U.S. producer prices came in slightly above expectations in June, with the final demand PPI rising 0.1 percent sequentially. On a year-on-year basis, PPI rose 1.8 percent. The core producer prices, which excludes food and energy, rose 0.2 percent sequentially and 2.3 percent year-on-year.
However, the version of core PPI that also excludes the highly volatile trade margins came in flat at 2.1 percent year-on-year, possibly implying that underlying strength in PPI might not be as solid as the headline data suggest.
The June report continued to show a divide between the goods and services components. Goods pipeline inflation continued to be weak throughout the board, while services inflation held up well.
Personal consumption PPI, which widely tracks the trend in the annual CPI measure, rose 0.2 percent sequentially and 1.8 percent year-on-year. The core version of personal consumption PPI that excludes food and energy also rose at a strong rate of 0.5 percent sequentially and 2.5 percent year-on-year.

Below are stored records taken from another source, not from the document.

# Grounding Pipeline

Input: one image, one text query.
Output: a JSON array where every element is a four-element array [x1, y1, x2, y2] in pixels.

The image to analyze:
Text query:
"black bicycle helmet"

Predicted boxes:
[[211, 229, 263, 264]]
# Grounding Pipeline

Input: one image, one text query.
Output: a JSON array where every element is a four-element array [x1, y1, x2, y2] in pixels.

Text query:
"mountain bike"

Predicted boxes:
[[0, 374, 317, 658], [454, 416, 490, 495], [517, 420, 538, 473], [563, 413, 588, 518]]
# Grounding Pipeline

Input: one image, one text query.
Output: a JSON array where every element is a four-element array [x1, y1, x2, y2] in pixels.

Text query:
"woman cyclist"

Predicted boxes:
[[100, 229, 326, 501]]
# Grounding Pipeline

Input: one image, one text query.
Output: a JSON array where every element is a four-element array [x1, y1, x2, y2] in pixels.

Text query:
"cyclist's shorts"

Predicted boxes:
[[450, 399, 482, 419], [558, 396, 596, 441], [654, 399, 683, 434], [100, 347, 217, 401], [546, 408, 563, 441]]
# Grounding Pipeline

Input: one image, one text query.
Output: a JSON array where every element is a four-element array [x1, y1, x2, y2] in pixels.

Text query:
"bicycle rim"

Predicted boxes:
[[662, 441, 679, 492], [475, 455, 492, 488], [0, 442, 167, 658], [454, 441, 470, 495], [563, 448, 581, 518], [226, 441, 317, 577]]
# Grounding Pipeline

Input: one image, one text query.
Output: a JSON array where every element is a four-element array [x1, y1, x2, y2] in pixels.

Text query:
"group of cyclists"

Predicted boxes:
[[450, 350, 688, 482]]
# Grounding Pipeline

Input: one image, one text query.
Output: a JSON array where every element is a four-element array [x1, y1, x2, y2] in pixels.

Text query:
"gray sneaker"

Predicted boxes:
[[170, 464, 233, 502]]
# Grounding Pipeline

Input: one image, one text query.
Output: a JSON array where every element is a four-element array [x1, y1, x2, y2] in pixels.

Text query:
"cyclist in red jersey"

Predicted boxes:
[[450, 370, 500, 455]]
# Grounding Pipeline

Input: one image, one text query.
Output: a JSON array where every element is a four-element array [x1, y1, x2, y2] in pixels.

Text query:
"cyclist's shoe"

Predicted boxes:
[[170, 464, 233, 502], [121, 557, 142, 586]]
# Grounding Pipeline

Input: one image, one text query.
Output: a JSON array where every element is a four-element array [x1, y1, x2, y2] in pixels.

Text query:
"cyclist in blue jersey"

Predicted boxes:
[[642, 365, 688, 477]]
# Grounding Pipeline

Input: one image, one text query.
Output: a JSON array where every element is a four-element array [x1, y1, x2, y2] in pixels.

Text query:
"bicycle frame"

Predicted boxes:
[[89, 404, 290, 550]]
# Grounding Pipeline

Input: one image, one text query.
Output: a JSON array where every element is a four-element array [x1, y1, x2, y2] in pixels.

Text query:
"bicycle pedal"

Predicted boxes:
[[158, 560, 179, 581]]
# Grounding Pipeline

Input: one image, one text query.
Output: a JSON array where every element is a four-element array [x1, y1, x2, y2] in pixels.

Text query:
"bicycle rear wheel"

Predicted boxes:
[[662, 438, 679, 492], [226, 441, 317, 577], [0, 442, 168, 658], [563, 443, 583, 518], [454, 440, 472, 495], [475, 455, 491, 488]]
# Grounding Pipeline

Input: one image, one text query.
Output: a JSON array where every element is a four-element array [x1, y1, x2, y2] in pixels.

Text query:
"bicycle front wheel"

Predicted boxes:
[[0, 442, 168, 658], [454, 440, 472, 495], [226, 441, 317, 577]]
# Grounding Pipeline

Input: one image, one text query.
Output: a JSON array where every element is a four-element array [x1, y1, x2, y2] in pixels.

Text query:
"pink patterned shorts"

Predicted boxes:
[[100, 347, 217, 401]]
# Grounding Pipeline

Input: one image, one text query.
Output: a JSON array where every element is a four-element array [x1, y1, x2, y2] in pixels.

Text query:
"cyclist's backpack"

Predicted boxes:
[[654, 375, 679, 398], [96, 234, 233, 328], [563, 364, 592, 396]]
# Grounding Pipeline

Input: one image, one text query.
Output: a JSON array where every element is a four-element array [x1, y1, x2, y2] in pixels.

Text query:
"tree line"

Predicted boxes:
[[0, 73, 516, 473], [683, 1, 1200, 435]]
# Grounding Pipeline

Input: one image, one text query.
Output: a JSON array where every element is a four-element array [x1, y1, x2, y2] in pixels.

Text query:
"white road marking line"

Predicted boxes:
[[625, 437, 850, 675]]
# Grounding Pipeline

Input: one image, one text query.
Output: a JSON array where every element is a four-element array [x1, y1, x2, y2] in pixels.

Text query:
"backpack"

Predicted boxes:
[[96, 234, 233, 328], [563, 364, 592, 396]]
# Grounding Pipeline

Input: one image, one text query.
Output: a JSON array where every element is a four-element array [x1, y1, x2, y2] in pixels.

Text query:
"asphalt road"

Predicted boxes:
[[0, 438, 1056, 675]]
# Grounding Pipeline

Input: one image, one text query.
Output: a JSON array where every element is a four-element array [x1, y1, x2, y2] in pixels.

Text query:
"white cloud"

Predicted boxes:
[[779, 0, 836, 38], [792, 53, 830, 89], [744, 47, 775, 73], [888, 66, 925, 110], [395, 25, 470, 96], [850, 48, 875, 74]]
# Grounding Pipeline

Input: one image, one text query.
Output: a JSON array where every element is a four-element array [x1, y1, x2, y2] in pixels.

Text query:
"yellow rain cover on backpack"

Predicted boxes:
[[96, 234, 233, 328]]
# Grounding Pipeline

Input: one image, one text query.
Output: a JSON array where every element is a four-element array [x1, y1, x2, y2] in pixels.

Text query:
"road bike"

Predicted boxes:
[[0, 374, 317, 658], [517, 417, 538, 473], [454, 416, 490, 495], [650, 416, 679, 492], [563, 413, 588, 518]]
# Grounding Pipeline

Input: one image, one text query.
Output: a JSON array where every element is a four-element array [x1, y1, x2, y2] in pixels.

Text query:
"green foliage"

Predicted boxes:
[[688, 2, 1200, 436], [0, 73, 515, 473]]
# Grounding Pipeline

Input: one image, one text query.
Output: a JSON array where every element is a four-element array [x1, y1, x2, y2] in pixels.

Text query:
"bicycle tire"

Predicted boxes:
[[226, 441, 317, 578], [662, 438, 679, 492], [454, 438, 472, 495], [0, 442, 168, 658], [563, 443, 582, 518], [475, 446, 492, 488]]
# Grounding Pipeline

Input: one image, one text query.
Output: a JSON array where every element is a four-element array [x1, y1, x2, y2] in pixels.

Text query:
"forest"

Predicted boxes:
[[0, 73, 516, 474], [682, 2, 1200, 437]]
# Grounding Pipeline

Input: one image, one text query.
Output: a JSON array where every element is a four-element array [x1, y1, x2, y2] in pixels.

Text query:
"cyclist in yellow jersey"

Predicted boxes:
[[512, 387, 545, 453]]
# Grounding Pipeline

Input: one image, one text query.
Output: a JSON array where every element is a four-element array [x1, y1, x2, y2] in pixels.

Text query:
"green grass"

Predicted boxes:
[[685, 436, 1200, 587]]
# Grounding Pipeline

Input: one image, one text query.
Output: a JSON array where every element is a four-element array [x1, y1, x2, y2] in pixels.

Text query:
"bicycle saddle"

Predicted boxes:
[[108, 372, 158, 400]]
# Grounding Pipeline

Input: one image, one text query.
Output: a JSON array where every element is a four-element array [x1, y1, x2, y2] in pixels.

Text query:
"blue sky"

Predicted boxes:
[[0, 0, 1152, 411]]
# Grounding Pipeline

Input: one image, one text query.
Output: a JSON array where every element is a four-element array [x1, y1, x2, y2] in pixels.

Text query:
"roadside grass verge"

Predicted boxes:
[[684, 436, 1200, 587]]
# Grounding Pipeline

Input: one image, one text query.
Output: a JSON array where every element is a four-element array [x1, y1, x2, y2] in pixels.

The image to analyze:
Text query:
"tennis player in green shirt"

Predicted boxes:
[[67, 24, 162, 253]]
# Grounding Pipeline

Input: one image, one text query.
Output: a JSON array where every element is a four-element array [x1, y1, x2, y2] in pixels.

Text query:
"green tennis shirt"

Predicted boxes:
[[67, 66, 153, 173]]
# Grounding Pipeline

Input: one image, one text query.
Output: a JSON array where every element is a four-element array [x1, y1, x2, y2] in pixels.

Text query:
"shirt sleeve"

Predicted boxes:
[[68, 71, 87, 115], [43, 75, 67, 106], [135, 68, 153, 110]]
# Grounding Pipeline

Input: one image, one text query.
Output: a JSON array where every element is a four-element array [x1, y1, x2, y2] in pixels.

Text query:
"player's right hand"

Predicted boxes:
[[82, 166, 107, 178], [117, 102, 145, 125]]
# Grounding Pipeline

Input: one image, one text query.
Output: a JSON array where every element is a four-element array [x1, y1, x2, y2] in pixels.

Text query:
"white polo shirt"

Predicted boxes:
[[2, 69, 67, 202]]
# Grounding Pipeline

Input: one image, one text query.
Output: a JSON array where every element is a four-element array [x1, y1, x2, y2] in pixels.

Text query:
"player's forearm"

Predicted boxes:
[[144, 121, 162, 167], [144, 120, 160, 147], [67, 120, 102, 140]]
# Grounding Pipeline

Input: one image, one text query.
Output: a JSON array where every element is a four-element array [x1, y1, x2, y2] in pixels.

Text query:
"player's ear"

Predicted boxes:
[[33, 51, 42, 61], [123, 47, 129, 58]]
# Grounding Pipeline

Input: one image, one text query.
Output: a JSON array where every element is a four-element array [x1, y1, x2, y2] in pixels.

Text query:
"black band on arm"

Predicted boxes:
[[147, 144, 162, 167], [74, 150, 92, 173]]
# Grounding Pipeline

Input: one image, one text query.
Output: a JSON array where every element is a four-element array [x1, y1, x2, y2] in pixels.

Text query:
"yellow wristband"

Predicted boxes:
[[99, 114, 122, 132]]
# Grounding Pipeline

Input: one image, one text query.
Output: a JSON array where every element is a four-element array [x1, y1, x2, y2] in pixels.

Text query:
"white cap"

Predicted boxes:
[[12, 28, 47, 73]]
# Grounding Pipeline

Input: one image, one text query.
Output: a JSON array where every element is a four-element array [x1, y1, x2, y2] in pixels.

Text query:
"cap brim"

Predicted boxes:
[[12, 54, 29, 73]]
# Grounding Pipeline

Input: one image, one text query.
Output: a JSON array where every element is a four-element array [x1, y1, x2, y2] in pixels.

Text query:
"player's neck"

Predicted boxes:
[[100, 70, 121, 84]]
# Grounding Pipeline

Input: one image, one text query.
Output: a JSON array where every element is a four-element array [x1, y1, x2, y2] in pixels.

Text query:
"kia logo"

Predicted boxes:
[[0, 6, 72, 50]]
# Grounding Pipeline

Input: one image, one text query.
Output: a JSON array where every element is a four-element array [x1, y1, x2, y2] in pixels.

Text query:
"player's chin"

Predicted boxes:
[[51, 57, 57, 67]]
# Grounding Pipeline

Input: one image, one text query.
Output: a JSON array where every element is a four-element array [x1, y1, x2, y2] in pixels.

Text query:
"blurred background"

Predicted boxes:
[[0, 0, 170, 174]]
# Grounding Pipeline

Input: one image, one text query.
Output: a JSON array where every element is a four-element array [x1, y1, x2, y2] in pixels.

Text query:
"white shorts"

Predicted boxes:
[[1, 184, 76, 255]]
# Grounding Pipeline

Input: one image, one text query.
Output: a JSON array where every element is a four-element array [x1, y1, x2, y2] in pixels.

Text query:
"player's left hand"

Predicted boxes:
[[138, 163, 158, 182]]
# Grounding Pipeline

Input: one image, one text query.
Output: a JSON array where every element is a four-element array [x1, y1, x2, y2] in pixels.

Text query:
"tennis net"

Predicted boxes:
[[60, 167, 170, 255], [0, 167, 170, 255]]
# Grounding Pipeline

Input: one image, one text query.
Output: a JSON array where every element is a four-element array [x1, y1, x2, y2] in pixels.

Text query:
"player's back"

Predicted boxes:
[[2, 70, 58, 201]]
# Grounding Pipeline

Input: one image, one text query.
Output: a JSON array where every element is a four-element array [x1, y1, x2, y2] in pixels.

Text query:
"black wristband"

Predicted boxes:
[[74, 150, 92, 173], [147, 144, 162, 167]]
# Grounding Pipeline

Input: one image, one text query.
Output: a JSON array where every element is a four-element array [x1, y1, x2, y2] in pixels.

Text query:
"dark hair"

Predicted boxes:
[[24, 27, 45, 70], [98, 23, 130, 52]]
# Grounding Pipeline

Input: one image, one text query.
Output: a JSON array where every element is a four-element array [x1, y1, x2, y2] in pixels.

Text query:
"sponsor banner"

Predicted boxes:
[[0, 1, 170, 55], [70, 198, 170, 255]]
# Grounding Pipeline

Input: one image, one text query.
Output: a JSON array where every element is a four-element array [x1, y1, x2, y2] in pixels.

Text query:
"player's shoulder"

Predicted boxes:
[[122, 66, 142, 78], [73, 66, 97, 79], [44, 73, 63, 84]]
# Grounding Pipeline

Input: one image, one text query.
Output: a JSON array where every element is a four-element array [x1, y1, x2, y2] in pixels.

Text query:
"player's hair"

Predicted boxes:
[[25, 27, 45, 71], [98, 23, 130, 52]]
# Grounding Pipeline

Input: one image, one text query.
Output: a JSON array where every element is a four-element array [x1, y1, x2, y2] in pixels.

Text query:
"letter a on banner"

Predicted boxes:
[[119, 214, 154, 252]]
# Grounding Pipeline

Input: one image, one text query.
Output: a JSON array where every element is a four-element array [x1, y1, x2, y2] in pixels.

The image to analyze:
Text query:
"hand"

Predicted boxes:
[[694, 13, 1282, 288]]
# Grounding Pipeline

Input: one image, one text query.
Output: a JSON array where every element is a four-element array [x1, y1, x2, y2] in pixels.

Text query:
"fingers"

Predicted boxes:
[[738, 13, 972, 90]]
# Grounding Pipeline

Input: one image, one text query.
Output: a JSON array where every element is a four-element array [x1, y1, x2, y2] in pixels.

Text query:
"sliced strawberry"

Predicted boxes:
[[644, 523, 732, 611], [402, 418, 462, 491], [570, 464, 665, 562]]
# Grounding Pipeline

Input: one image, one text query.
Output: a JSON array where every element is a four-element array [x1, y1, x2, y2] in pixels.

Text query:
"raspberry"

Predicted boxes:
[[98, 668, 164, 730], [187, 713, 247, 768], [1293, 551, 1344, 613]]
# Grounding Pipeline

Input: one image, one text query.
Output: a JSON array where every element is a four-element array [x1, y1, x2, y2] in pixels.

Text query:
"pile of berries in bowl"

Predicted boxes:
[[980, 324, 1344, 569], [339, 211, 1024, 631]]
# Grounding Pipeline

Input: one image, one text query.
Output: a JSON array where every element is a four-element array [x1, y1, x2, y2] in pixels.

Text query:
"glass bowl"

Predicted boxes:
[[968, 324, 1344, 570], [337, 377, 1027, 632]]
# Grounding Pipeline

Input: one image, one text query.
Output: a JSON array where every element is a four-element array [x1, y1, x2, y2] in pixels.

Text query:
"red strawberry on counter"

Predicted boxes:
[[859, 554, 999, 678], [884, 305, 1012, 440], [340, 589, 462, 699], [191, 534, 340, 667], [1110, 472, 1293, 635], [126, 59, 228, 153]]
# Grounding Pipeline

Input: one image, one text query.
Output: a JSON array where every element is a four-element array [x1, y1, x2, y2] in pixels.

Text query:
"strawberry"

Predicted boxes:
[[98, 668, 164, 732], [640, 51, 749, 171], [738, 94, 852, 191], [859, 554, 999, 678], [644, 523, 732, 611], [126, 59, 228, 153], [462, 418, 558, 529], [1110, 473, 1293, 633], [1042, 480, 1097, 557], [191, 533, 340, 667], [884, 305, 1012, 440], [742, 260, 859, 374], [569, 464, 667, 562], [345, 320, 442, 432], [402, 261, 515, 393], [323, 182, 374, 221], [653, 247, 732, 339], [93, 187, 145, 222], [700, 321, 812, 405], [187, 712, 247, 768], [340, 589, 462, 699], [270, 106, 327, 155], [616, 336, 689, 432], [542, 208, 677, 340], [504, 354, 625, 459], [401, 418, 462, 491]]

“Overall, we see the improvement in the pace of inflation for CPI and PPI as a positive step, but would caution against extrapolating one month of solid data. We think that given the recent broad-based weakness in inflation, the FOMC would need to see a sustained improvement in the trend of consumer and producer prices before being comfortable that it is making sufficient progress toward its price stability mandate”, said Barclays.